Je l’ai rencontré la semaine dernière, elle a enfin fini ses études de commerce à Nice. Ca lui a pris du temps (trois ans quand même), beaucoup d’argent, mais ça valait le coup. C’est une intello maintenant. 

Après une cérémonie où elle a eu la chance et l’honneur de jeter son chapeau en l’air (elle se sent grateful et fulfilled sur facebook, en même temps que proud, so happy and beautiful, et elle a just achieved the most challenging thing in her life ), elle est revenue vivre à Alger. 

C’est pas qu’on a pas renouvelé sa carte de séjour non, elle sait même pas ce que c’est. Elle compte au moins trois nationalités occidentales depuis les années 90. Faut se protéger contre les aléas de la vie quand on est algérien. 

C’a un prix, faut acheter des biens, des parts, créer des adresses, mais ça aide pour les dossiers de naturalisation. 

A l’époque, on pensait pas à aller accoucher à l’étranger, mais maintenant oui. 

 

Bref elle est rentrée, mais elle en a déjà marre, tu comprends.
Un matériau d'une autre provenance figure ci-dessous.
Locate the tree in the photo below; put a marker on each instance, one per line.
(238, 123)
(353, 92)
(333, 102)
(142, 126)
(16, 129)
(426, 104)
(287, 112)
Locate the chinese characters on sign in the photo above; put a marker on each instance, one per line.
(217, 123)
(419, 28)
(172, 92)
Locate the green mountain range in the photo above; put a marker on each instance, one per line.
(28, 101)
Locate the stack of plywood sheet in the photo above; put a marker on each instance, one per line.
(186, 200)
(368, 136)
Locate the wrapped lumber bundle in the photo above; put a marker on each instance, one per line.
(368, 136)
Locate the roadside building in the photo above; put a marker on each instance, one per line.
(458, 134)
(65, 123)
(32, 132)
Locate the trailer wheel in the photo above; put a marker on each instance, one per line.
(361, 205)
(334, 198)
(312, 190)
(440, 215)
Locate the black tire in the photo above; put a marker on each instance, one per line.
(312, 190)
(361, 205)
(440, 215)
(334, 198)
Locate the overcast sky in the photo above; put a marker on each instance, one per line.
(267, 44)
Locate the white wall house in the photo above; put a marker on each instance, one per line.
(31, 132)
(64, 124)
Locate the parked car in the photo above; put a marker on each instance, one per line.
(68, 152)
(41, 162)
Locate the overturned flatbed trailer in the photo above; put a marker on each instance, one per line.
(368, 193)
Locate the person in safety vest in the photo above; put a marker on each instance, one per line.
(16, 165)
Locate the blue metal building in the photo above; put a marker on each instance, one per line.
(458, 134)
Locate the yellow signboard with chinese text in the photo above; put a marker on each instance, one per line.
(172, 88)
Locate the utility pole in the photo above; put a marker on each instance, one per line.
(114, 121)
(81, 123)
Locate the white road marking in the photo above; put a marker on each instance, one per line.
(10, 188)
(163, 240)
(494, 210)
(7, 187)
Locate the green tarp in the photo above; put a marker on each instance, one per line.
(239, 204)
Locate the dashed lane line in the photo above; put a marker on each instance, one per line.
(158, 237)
Elle voulait, parce qu’avec toute son expérience, elle veut construire quelque chose en Algérie, faire quelque chose pour ce pays, apporter sa valeur ajoutée, son savoir-faire, c’est important tu sais.
Pour ce faire, elle gère pleinement quelques commerces familiaux. 

Mais voilà tout est pourri ici, à commencer par les gens qui bossent pour elle. Ils comprennent pas ce qu’elle dit, ils font pas ce qu’elle demande. Ils ont pas le niveau. A un moment c’est plus possible. Du coup elle souffre, et ça la fatigue. 

 

Son visage peut pas supporter ça. Le week-end, elle voudrait d’ailleurs se faire un soin, ou un spa pour se relaxer. Elle en a essayé quelques uns, mais c’est pas comme à Nice. Y a pas les mêmes produits, les mêmes femmes. Ici c’est mou, c’est algérien, les masseuses te parlent de leurs problèmes d’algériennes, de leur mari, de leurs gosses. Et toi tu t’en fous. Ca aurait pu te faire rire, mais non ça te fait juste mal aux oreilles. 

 

Elle retrouve plus ses repères d’avant. Sa coiffeuse a fermé, elle va en voir une autre qui lui demande tout le temps « derti les mèches? »

-Oui. 

-Fi franssa?

-Oui. 

-C’était un hooomme?

-…..

-Derhemlek chghoul bizarre. Habtin bezaf. 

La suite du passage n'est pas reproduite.